Zie ook de klachtmogelijkheden van de patiënt/cliënt.
Derde partijen
De IGZ is op verschillende manieren bij incidenten en melden ervan betrokken. Zo kan de IGZ belangstelling hebben voor de uitkomsten van LIZ en de daaraan ten grondslag liggende gegevens. De vertrouwelijkheid van de registratie en de veiligheid van de melder zijn juist ook in relatie tot de IGZ belangrijke issues. Gegevens in bezit van de IGZ kunnen, echter, met een beroep op de Wet openbaarheid van besturen (WOB) worden opgevraagd (zie nader Andere wetgeving). Daar staat tegenover dat de IGZ zich heeft opgesteld achter het Beleidsdocument “veilig melden” [bron 20]. Hiermee heeft de IGZ aangegeven nooit actief, dat wil zeggen op haar verzoek, maar ook nooit passief verkregen informatie uit dat systeem te willen benutten. Inspecteurs nemen dergelijke informatie afkomstig van LIZ niet in ontvangst, ook niet in geval van een calamiteit. Een gemelde calamiteit kan voor de IGZ aanleiding zijn zelf een nader onderzoek in te stellen.

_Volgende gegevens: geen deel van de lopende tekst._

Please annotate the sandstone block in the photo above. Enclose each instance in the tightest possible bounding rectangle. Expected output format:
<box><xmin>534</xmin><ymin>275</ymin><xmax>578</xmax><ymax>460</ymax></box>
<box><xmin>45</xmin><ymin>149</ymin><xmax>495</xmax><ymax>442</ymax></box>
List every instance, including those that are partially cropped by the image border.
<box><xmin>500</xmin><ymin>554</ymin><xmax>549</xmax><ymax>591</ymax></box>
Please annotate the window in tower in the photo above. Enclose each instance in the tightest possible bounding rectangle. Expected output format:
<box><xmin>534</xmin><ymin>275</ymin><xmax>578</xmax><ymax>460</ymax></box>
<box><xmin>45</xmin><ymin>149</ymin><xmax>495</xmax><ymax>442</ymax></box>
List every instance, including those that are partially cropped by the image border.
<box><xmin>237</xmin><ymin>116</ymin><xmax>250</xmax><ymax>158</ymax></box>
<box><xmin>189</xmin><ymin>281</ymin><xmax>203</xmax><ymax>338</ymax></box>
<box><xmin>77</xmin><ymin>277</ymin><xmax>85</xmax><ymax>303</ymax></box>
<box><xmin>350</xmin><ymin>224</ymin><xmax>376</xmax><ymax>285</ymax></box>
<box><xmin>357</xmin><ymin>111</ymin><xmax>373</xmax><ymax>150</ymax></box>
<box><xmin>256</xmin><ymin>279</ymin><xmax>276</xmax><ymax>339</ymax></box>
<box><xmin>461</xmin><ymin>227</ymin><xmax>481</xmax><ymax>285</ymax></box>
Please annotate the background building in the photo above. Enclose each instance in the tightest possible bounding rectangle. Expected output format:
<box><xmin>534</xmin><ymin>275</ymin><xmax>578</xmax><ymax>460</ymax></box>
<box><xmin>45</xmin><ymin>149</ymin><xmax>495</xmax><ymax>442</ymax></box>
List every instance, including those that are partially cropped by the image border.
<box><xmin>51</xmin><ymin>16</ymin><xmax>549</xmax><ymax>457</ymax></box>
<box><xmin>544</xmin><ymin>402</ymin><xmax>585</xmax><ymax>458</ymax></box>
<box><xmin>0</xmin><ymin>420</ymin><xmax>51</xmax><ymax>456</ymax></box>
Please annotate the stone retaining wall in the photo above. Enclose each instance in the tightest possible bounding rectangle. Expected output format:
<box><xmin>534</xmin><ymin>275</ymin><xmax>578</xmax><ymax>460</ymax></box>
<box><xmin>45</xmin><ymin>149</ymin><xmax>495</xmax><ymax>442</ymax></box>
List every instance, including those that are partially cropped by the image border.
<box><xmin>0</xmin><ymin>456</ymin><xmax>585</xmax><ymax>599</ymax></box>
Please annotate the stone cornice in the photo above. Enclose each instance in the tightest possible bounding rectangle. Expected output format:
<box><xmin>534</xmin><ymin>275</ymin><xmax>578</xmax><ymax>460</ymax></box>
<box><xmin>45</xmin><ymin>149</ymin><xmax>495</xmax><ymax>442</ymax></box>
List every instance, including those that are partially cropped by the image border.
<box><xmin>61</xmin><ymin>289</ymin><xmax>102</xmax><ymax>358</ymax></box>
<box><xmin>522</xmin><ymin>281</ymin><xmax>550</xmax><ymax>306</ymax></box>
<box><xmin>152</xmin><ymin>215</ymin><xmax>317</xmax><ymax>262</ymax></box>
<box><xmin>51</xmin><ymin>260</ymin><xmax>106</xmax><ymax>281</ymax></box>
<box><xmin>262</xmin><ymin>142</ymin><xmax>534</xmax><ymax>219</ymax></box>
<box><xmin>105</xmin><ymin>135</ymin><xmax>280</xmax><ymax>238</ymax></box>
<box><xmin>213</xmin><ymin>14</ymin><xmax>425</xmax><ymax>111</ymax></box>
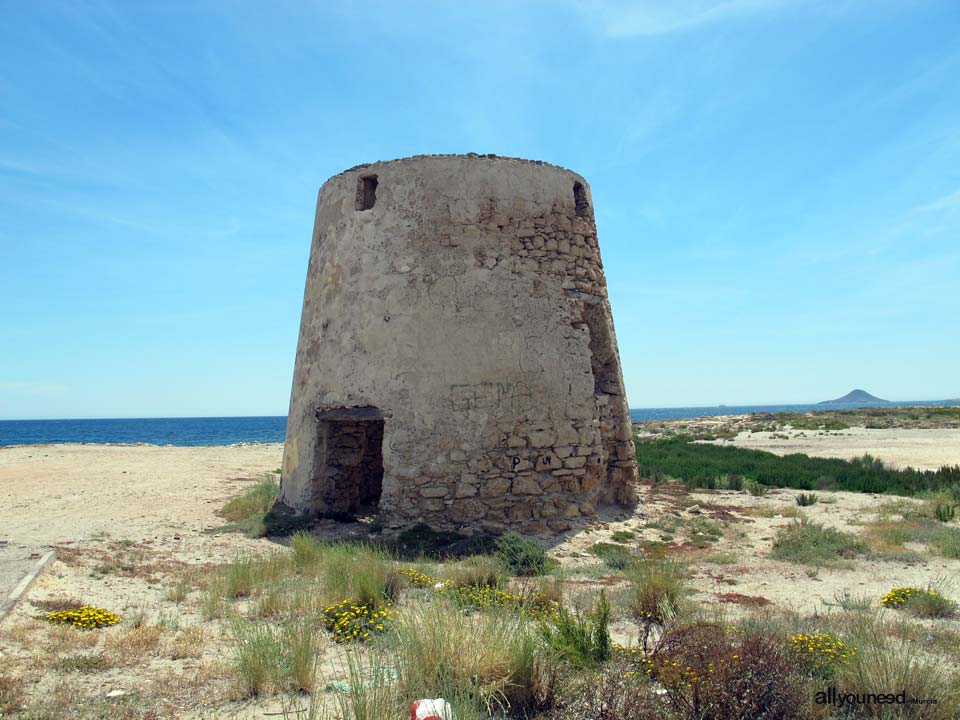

Het Openbaar Ministerie (OM) kan gegevens van incidentmeldingen, die zijn ontdaan van patiënt/cliënt herleidbare gegevens, vorderen. Het OM heeft aangegeven, dat informatie uit meldingssystemen niet zal worden opgevraagd [bron 1]. Dit is echter niet formeel uitgesloten aangezien het OM, anders dan de IGZ, zich formeel nog niet aan het Beleidsdocument “veilig melden”, heeft gecommitteerd.
Patiënten/cliënten, patiënt-/cliëntenvertegenwoordigers en nabestaanden kunnen geen LIZ informatie opvragen of inzien. Alleen informatie over incidenten, die voor een goede hulpverlening van de patiënt/cliënt noodzakelijk is, wordt aangetekend in het patiëntendossier en kan worden ingezien. Alle overige LIZ informatie kan niet door patiënten/cliënten, patiënten-/cliënten vertegenwoordigers en/of nabestaanden worden opgevraagd.
Andere wetgeving
De meeste gezondheidsinstellingen vallen niet onder de Wet openbaarheid van bestuur (WOB). Echter kunnen gegevens in bezit van de IGZ en de vijf publieke Universitaire Medische Centra (UMC’s) met een beroep op de WOB worden aangevraagd. Dat geldt in elk geval voor uitkomsten en eindoordelen. Niet uitgesloten is dat met een beroep op de WOB gegevens kunnen worden verkregen uit meldingssystemen van de vijf UMC’s, maar dit staat ook niet vast, omdat de WOB een aantal uitzonderingen op openbaarheid kent [bron 1].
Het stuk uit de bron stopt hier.